When Moses Nagamootoo proclaimed that he is not Indian but Guyanese, he was clearly motivated by sentiments of a different and nobler kind and quality than my own youthful exploitation of the issue. He was emphasizing part of his credentials to win the elections. He was saying that for the purposes of national unity, which he says is the objective of his alliance, our national identities as Guyanese are more important than our ethnic identities. He was pursuing the political agenda of unity, which is a major theme of the APNU+AFC alliance.

Some may legitimately disagree with such an approach and may view their ethnic identities as more important than their national identities. It is not known if the critics of Nagamootoo are of the above persuasion. In this questioning political atmosphere, they should clarify.

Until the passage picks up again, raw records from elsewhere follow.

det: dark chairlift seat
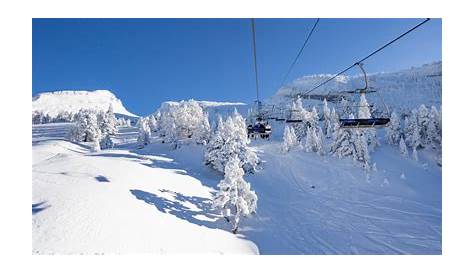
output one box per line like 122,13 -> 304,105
339,118 -> 390,128
286,119 -> 303,123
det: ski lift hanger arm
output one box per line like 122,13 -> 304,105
303,18 -> 431,95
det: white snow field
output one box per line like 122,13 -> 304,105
32,124 -> 258,254
32,123 -> 442,254
269,62 -> 442,113
32,90 -> 137,117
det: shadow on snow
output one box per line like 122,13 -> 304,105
130,189 -> 222,228
31,201 -> 50,215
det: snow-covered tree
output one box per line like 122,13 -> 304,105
160,100 -> 210,146
204,112 -> 260,172
326,107 -> 339,137
427,106 -> 441,149
412,147 -> 418,162
358,93 -> 380,151
385,111 -> 402,145
148,115 -> 158,132
330,121 -> 355,158
193,110 -> 211,145
100,134 -> 114,149
137,118 -> 151,148
404,110 -> 421,148
99,104 -> 118,135
358,93 -> 372,119
353,129 -> 370,170
398,137 -> 408,157
91,140 -> 100,152
330,114 -> 370,170
213,155 -> 257,234
281,126 -> 300,153
305,126 -> 324,155
69,110 -> 102,142
323,98 -> 331,138
31,111 -> 43,125
417,104 -> 430,147
290,97 -> 315,142
308,106 -> 320,127
340,97 -> 352,118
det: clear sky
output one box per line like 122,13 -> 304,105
33,18 -> 441,115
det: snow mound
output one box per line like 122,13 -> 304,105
155,101 -> 249,123
270,62 -> 442,112
32,90 -> 137,117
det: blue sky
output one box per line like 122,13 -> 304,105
33,18 -> 441,115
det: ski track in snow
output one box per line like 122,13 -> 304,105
32,124 -> 441,254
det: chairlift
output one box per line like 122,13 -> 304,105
339,63 -> 390,128
247,19 -> 274,139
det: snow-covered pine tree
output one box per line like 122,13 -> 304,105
340,97 -> 352,118
358,93 -> 380,151
327,107 -> 339,137
137,118 -> 151,148
204,113 -> 260,173
159,100 -> 210,146
213,155 -> 257,234
352,129 -> 370,170
100,134 -> 114,149
385,111 -> 402,145
418,104 -> 430,147
398,137 -> 408,158
290,97 -> 314,142
69,110 -> 102,142
305,126 -> 324,155
330,119 -> 355,158
427,106 -> 441,150
281,126 -> 300,153
412,147 -> 418,162
309,106 -> 319,127
91,140 -> 100,152
99,104 -> 118,135
404,109 -> 421,148
148,115 -> 158,132
193,110 -> 211,145
323,98 -> 331,138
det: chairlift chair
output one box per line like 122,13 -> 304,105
339,63 -> 390,128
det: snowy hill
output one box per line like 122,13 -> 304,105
32,123 -> 258,254
32,123 -> 442,254
155,101 -> 249,123
269,62 -> 442,111
32,90 -> 137,117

6 thoughts on “ON ETHNICITY

  1. mr ramkarran. i cannot help lamenting guyana,s loss in u not being president – in place of that toxic, inelegant, scampish champion of dirt. I could add uneducated because i believe the claim that a degree from patrice lumumba costs us400 and a masters us1000

  2. Interesting prognosis on ethnicity….
    On nationalism …the political class usually uses it
    cleverly to win votes.
    National unification serves all but usually if at war
    with other nations/states/tribes.
    On class ….political leaders must encourage
    movement from one class to other by the introduction of new laws.
    Race and/or colour becomes of less an issue.
    In India if born a “colie” you are more likely to die
    in that class. Modi s dilemma.
    In UK its rich V poor class with the liberals claiming
    “freedom” class status.
    Obama has cleverly encouraged growth of the middle and lower middle class in american society…AKA “working class”
    Whicher party wins on 11 May in Guyana the class
    struggle will continue. Politricks

  3. Trevor
    Don’t know how closely you follow Guyana s political dilemma…stagnation.

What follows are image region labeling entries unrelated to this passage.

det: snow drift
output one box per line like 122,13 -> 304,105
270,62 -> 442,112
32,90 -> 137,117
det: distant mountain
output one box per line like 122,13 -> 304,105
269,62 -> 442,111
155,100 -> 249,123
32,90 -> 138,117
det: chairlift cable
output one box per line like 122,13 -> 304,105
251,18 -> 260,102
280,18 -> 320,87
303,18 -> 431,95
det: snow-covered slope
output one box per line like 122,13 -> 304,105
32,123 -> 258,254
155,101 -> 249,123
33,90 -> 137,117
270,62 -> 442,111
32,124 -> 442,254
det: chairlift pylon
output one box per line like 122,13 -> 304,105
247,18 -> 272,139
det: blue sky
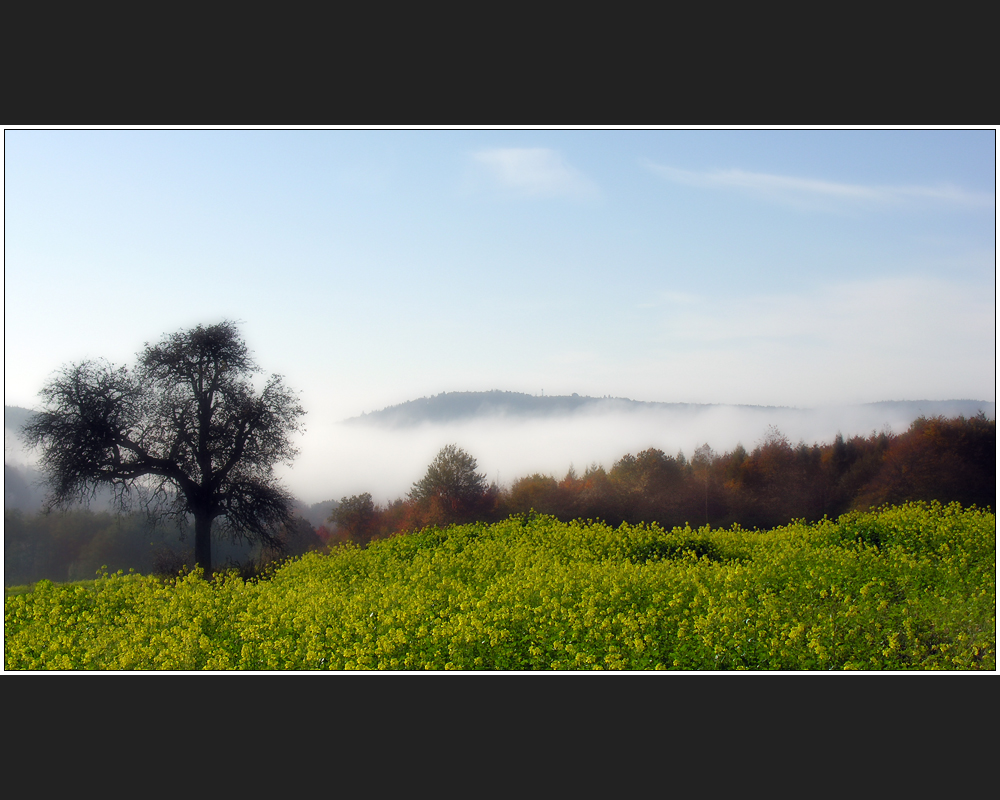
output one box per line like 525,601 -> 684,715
4,129 -> 996,500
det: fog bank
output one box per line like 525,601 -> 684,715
280,403 -> 995,503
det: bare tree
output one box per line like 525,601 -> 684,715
23,321 -> 305,577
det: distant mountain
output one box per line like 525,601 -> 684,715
347,390 -> 792,428
346,390 -> 996,428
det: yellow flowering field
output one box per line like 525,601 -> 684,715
4,503 -> 996,670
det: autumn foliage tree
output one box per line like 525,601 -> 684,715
409,444 -> 497,525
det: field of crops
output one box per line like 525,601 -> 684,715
4,504 -> 996,670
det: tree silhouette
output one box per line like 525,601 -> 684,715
23,321 -> 305,577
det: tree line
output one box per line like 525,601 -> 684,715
326,413 -> 996,545
4,321 -> 996,584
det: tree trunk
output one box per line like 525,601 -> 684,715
194,512 -> 212,580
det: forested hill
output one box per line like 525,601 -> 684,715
347,390 -> 996,428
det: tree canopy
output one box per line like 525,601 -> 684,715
23,321 -> 305,576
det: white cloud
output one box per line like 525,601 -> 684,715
472,147 -> 598,199
642,161 -> 996,208
623,277 -> 996,405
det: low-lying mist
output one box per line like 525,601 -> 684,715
281,404 -> 995,503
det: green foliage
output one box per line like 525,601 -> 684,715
4,503 -> 996,670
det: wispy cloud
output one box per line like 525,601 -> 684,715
642,161 -> 996,208
472,147 -> 599,199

    Ramotar is Jagdeo s lap dog…..not unlike Tony Blair s lapdoging to stupidest president USA ever had…George w …..

    Some are born leaders but most sheep to be taken to slaughter….

    Guyana is desperate for “strong” leadership but the status quo in its political class is depressingly negative…..

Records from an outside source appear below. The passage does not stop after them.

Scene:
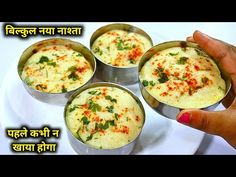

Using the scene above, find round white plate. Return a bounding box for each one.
[0,58,204,154]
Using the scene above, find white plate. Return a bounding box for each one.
[0,58,204,154]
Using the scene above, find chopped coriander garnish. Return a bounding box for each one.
[94,47,103,55]
[25,77,34,86]
[201,77,209,84]
[81,116,90,125]
[129,59,135,64]
[68,72,78,81]
[116,37,132,50]
[88,100,102,112]
[47,61,57,67]
[218,86,225,92]
[106,105,114,113]
[95,120,116,130]
[149,81,155,86]
[67,66,77,72]
[194,48,207,57]
[158,73,169,83]
[108,120,116,126]
[177,57,188,65]
[115,113,118,120]
[157,68,169,83]
[61,85,67,93]
[86,134,93,141]
[88,90,97,95]
[38,56,56,67]
[69,105,79,112]
[76,52,83,57]
[105,95,117,103]
[39,56,49,63]
[169,52,179,56]
[142,80,148,87]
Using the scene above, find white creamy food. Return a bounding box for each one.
[92,30,152,67]
[21,45,93,93]
[140,47,226,109]
[66,87,144,149]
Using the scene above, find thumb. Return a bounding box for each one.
[177,109,229,135]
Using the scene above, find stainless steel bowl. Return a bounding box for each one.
[64,82,145,155]
[138,41,231,119]
[17,38,96,105]
[90,23,153,84]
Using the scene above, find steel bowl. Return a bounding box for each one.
[90,23,153,85]
[138,41,231,119]
[64,82,145,155]
[17,38,96,105]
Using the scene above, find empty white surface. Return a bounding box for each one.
[0,23,236,154]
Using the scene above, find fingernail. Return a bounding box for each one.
[177,112,190,124]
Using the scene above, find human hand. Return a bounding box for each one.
[176,31,236,148]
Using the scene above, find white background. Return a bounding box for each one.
[0,22,236,154]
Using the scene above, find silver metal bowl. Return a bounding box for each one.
[90,23,153,84]
[138,41,231,119]
[17,38,96,105]
[64,82,145,155]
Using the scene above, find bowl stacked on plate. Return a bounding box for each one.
[18,24,231,154]
[18,24,152,154]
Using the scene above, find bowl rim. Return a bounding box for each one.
[64,82,146,151]
[89,23,153,69]
[17,37,97,95]
[138,40,232,110]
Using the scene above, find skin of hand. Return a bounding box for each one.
[176,31,236,149]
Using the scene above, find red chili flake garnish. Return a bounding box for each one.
[194,65,200,71]
[160,92,168,96]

    If no change occurs on may 11th…it will be another
    set back for progressive politricks
    Remain optimistic for change.

  4. I must thank you for the articles that you so eloquently articulate in your website. I have never met you but I was once an associate of your younger Bayney while he practised law in the eighties. I also followed his rise in the public service and was disappointed when he was not elected as the assistant secretary general to the OAS. I grew up (during the sixties) in Leguan and race and ethnicity were never thought of. In fact, I never saw any difference among my friends most of who were Afro-Guyanese. I also believe that it was the same with them. We played together; shared our fruits and candies; attended Hindu weddings/celebrations together; made “baby pot” in our backyard; constructed bush houses etc. I always wish that life could have been the same for all Guyanese but unfortunately it is very fluid and things have changed. It boggles my mind to think, how we perceive our fellow Guyanese particularly when they do not look like us. I returned home during September 2015, and managed to arrange a fun evening with some of my primary school friends. They are all of African descent; I cooked for them; we sat in my backyard under a mango tree and dined together (they preferred to be outside where it was cool); they drank some alcohol that I purchased at the village shop; we joked about our teenage years; spoke about our family etc. but interestingly we still do not see each other differently. Is it possible that the good old day can return?

  5. In an ideal world…yes !
    But doubt it ….our world has changed, is changing,
    will change, must change.

    Nostalgia it remains.

  6. Guyana has to move beyond race and ethnicity and enter into the discourse on National Identity. We not going anywhere without that. If we continue the way we are going, we will always have the “haves” and the “have nots”. We need more leaders like Mr. Ramkarran coming to the fore please!!!!!!